The capital city of both the RSFSR and the USSR, Moscow also served under Stalin as a beacon for world socialism. But Moscow was a nearly 800-year old city, with dozens of churches and residential structures dating from the sixteenth and seventeenth centuries, many narrow twisting lanes, and in a preponderance of wooden, brick, and stone buildings from the late nineteenth and early twentieth centuries. The “Master Plan for the Reconstruction of the City of Moscow,” devised by a commission under Lazar Kaganovich and co-signed by Stalin and Viacheslav Molotov on July 10, 1935, was intended as an “offensive against the old Moscow” that would utterly transform the city. Four years in the making, the plan called for the expansion of the city’s area from 285 to 600 square kilometers that would take in mostly farmland to the south and west beyond the Lenin (a.k.a. Sparrow) Hills. It involved sixteen major highway projects, the construction of “several monumental buildings of state-wide significance,” and fifteen million square meters of new housing to accommodate a total population of approximately five million. Surrounding the city would be a green belt up to a width of ten kilometers.

Even while the master plan was being drawn up, old Moscow was giving way to the new. One of the showpieces of the new Moscow was to be the Moscow Metro[politen] which broke ground in March 1932 and went into service on May 14, 1935. A second project begun in the early 1930s was the Moscow-Volga Canal, built by an army of prison laborers numbering 200,000 and opened in July 1937. Yet another project, for a monumental Palace of Soviets capable of hosting meetings of up to 15,000 people, was the subject of an architectural competition held in 1931. Entries were received from 160 Soviet and foreign architects including Walter Gropius and Le Corbusier. In June 1933, the jury headed by Molotov awarded the project to the Soviet architect, Boris Iofan. His terraced, colonnaded palace was to be the tallest building in the world, soaring eight meters above the recently completed Empire State Building. It was to be crowned with a massive, 90-meter-tall statue of Lenin.

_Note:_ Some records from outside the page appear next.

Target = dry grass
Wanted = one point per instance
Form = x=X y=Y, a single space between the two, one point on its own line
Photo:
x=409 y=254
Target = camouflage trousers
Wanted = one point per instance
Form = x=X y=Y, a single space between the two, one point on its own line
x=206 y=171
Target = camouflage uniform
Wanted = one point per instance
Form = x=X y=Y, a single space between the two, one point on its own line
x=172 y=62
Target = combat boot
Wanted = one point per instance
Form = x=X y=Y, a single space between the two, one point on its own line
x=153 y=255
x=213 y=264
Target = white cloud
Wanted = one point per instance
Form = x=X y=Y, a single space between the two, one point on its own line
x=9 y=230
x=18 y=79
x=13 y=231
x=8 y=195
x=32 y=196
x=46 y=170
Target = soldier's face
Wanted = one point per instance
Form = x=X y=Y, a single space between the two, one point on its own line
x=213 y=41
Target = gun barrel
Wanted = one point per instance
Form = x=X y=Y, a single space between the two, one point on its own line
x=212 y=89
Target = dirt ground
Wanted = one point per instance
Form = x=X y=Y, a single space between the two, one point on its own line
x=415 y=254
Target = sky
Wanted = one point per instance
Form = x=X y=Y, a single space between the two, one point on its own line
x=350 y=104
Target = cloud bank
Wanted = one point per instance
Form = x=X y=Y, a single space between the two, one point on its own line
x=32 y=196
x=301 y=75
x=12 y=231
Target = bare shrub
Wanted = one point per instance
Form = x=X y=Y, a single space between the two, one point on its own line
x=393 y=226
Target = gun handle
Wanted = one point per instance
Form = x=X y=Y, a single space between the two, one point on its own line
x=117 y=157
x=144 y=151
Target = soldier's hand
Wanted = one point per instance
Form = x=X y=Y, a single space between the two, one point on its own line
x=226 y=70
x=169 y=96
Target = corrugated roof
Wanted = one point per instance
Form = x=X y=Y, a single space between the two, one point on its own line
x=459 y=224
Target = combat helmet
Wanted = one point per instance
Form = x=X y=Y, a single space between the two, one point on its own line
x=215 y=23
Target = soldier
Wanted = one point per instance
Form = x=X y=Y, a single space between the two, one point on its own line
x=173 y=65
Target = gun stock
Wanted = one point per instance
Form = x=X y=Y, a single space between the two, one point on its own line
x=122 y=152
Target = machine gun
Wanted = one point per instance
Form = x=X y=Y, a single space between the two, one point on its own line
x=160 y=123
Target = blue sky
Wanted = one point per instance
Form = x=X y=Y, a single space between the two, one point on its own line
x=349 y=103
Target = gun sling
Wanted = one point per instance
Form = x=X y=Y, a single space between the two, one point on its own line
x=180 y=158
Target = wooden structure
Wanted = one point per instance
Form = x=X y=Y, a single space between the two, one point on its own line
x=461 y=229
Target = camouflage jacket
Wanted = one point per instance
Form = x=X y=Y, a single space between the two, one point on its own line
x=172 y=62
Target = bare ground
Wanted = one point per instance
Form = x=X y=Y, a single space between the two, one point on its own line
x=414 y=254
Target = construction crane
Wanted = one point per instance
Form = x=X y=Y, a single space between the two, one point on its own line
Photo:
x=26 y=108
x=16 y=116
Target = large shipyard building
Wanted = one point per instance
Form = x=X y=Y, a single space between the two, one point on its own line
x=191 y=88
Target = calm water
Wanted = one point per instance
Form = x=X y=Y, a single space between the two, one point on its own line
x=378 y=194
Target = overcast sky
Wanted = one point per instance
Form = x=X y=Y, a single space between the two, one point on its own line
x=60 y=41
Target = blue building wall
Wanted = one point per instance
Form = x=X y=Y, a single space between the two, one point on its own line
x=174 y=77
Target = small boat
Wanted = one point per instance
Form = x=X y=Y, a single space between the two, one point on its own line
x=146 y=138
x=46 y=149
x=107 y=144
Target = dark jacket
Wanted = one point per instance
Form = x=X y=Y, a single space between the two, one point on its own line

The site selected for the colossus was, symbolically enough, the ground on which the Cathedral of Christ the Redeemer had stood before its demolition in 1931. This was one of many churches and religious abbeys destroyed in the frenzy to make over the capital. Work on the Palace of Soviets commenced in 1935 and continued until the Nazi invasion. In 1960 a giant outdoor heated swimming pool, the biggest in the Soviet Union (and reputedly, the world), opened on the site. It, in turn, gave way in the 1990s to a replica of the cathedral which was constructed under the auspices of Moscow’s flamboyant mayor, Iurii Luzhkov.